I can't really tell if my father is kidding or not. It's just that his profession is... unusual. The same goes for my uncle and their inner circle. They've never shared the details with me. They probably think I'm still too young to understand.

Well, whatever their work is, it seems to be lucrative. We reside in a luxurious house, I'm chauffeured around by a private driver, and I attend one of the most prestigious private schools in the city. Money has never seemed to be a concern for us.

"I never know if you're joking or not," I mumble and my father shrugs one shoulder, the corner of his lips lifting a little bit as he picks up his newspapers again. "There's always a little bit of truth behind every joke anyway."

"Plus," I continue, "If you're really planning on killing my teacher, could you do it before third period so I don't have to take his test?"

He snorts at that.

"Isn't it too early to talk about killing someone?" My uncle asks as he enters the kitchen.

He has lived in the same apartment as us for as long as I could remember. I couldn't imagine living without him here now. He's like a second dad to me.

"There's no better way to start the day," Dad replies and Ran grins.

"Agreed."

He ruffles my hair as he passes behind my chair. "Good morning, angel."

"Good morning," I smile at him as he takes the seat next to me.

"Ready for your test?" He asks me as he reaches for the bread.

"Not really...," I admit. "I should have studied more but I also had a presentation for my English class to prepare for tomorrow. Speaking of which..." My throat tightens as I bring my gaze to my father.

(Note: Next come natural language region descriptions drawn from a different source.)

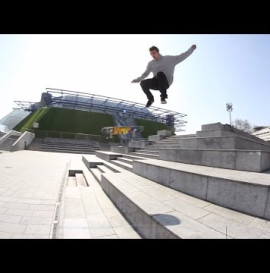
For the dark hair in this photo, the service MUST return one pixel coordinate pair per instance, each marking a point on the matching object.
(152, 48)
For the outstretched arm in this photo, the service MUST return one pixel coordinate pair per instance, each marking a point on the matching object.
(143, 76)
(183, 56)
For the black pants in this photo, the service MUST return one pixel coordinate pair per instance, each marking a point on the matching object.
(159, 82)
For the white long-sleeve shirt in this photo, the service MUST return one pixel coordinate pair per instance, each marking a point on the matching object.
(165, 64)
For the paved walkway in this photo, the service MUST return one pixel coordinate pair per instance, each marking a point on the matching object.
(39, 200)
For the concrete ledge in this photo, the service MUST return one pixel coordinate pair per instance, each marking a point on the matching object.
(122, 149)
(165, 133)
(139, 143)
(155, 138)
(106, 155)
(245, 192)
(249, 160)
(91, 161)
(148, 227)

"Dad?" I start tentatively.

He hums, his eyes still traveling across the newspapers.

"I was wondering if I could sleep at Julia's tonight? We have presentation to prepare together and we would like to have a sleep over-"

"No," he replies flatly, not even bothering to look at me.

"Dad, please," I plead, desperation creeping into my voice. "I'm almost 18 and I've never been to a single party or anything. Please just let me spend the night at Julia's just this once-"

"I said no," he repeats, his tone final.

I turn to my uncle, silently begging him to come to my rescue. He and my dad kind of have a good-cop, bad-cop dynamic, and I'm hoping that Ran will be the good cop this time.

"Come on, Rin. She's old enough to spend the night at a friend's house," he argues. "Plus they're just going to have a sleep over. We were doing much worse at her age, remember?"

My dad considers this for a moment before finally relenting.

"Fine," he says with a sigh.

I can't help the huge smile that spreads across my face, but before I can even thank my dad, he raises a finger. "On one condition."

I remain silent and wait for him to continue.

"Frank stays posted in front of Julia's house during the night," he declares.

My heart sinks at the mention of Frank, my private chauffeur. His presence will definitely complicate my plans for the night, because the truth is, Julia and I aren't planning on having a sleepover. We want to go out.

"Deal," I accept, trying to hide my disappointment.

I know it won't be easy to sneak past Frank, but I'm determined to make it happen. Because if we get caught, I'll be grounded until I'm old and gray.